If demand is not in short supply, neither is money—nor, apparently, profit. “There’s not a shortage of debt for renewables in Africa,” London-based fund manager Anthony Marsh told Bloomberg. “Multilateral banks and development funds are almost competing amongst themselves to provide money.”
Clean energy investments in sub-Saharan Africa more than doubled to US$5.9 billion in 2015, Bloomberg reports. It anticipates that the region will install more than 12 GW of new wind, solar, and geothermal generation by the end of this decade.

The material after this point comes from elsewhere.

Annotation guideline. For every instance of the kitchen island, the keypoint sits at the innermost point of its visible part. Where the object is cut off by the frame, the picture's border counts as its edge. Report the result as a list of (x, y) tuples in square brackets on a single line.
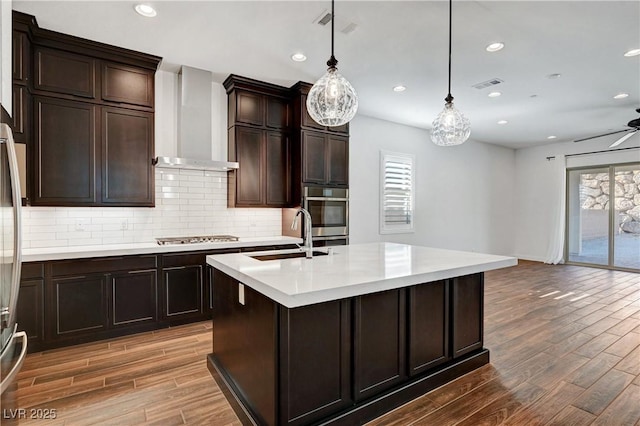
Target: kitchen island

Even Akinwumi Adesina, head of the African Development Bank, who estimates the capital required to meet the continent’s energy goals at more like US$55 billion year, seems unworried about financing those goals. “I’m not bothered by that amount,” he told Bloomberg last year. ”That money is there.”
Ghana’s acting power minister, John Abdulai Jinapor, told a renewable energy conference last month that in his country’s power sector “has proven to be quite profitable. Most of the companies that have invested in Ghana, they are thinking of expanding.”